Lessa explica que a ideia de conteúdo local é um dos procedimentos que um governo pode lançar mão para desdobrar uma política de desenvolvimento industrial, predominantemente. Basicamente, se há uma frente de expansão da economia, ao lançar mão da política de conteúdo local, se multiplica os efeitos dessa frente. 

"Por exemplo, Petrobras, ela começa a desenvolver explorações de águas profundas, essa exploração exige uma variedade enorme de procedimentos e equipamentos, um deles são as embarcações especiais, chamadas offshore, se o Brasil vai ser o maior comprador desse tipo de embarcação nos próximos anos é extremamente importante que nas compras da Petrobras haja uma política de Conteúdo Local, porque isso reforça enormemente a indústria de construção naval do Brasil, o desenvolvimento de normas técnicas em engenharia naval, desenvolvimento de normas técnicas de construção de equipamentos, de construção de cascos, enfim, se desdobra por todos os lados", explica Lessa.

Lessa salienta que o Brasil teve no passado uma indústria importante de defensivos agrícolas, que foi desmantelada sem política de conteúdo local. Com a privatização de setores, por exemplo, petroquímicos, desapareceu a indústria de fertilizantes no país. "As políticas de conteúdo local são um dos instrumentos importantes de um projeto nacional de desenvolvimento industrial, desenvolvimento econômico, e a revisão dele é um absurdo, principalmente no momento em que o cenário mundial está extremamente confuso."

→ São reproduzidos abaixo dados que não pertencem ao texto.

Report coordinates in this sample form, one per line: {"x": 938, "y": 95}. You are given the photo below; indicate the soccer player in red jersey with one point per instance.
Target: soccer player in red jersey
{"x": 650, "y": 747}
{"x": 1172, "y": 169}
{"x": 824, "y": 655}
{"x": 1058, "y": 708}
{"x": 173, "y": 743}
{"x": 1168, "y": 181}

Maurício Canêdo, pesquisador da área de Economia Aplicada do Ibre/FGV, por outro lado, chama a atenção para a necessidade de ajustes na política de Conteúdo Local. Para ele, a política faz sentida quando pensada para deixar de fazer sentido no longo prazo, ou seja, de forma que ela própria deixe de ser necessária para continuar estimulando a indústria doméstica. 

"Você dá uma ajuda inicial à indústria que se quer desenvolver e a ideia é que essa ajuda seja diminuída ao longo do tempo conforme a indústria doméstica seja capaz de caminhar com as próprias pernas, não é isso que está acontecendo", acredita Canêdo.

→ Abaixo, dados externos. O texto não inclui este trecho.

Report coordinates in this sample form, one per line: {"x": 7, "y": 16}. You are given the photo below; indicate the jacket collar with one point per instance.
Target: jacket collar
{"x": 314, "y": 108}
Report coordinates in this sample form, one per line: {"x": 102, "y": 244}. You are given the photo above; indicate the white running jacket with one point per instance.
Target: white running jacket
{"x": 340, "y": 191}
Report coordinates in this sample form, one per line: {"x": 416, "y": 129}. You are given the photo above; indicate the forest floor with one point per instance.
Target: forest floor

Canêdo defende que o ajuste dessa política poderia seguir dois caminhos, um relacionado a seleção dos setores beneficiados, em uma ação mais seletiva dos que têm maiores chances de desenvolvimento e autonomia. "Tem que ter critério, tem que fazer escolha, não dá para querer fomentar todos os setores,". Outro seria ligado a uma configuração transitória, desenhada para fomentar a indústria por determinado período de tempo, 10 ou 15 anos, por exemplo, dependendo do setor. "Qualquer mudança que vá nessa direção é benéfica."

Martin Tygel, diretor associado do Centro de Estudos de Petróleo da Unicamp (Cepetro), por sua vez, defende que essa política de CL pode ser a princípio interessante, mas tem resultados adversos, não só agora como em outros tempos. "Apesar das boas intenções, ela tem uma situação muito ruim, porque quem compra esses equipamentos tem prazos muito determinados, então você não pode fazer uma reserva de mercado em relação a isso porque você pode inviabilizar a produção. No caso do petróleo, insistir no conteúdo local fez com que ficasse muito mais caro, porque o Brasil não tem experiência e não tem capacitação para isso, pelo menos no começo, demorou muito mais e ficou mais caro."

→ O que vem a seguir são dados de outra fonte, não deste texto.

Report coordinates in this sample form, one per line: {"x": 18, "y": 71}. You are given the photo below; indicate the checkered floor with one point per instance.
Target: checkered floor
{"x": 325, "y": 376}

Para Tygel, a política ainda abre precedentes para ajustes e acordos, "porta aberta para a corrupção e para perder o controle das coisas". Existiriam, indica, maneiras mais inteligentes de fomentar a indústria nacional, como permitir que fábricas estrangeiras se instalem no Brasil ou colocar brasileiros para acompanhar os trabalhados dessas empresas.  "Sou bastante contra essa política de Conteúdo Local, porque não foi utilizada inteligentemente, e não teve benefícios porque ela não é sustentável."

Petrobras no pré-sal 

Sobre a possibilidade de retirada da exigência da Petrobras como sócia obrigatória de ao menos 30% de cada bloco de exploração e produção do pré-sal, Carlos Lessa é taxativo: trata-se de mais uma tentativa de desmantelar a Petrobras, com base no argumento do combate à corrupção. "A corrupção não é de hoje, infelizmente é antiga. Mas ninguém diz uma coisa que é fundamental, a explicitação da corrupção é uma vitória da democracia brasileira. (...) Corrupção é como uma escadaria, você tem que limpar o andar de cima para baixo, mas todo mundo tem que subir com o pé limpo, porque senão suja. O caminhar para a democracia é um caminhar difícil. Só que estão querendo agora a Petrobras é corrupta logo vamos desmantelá-la."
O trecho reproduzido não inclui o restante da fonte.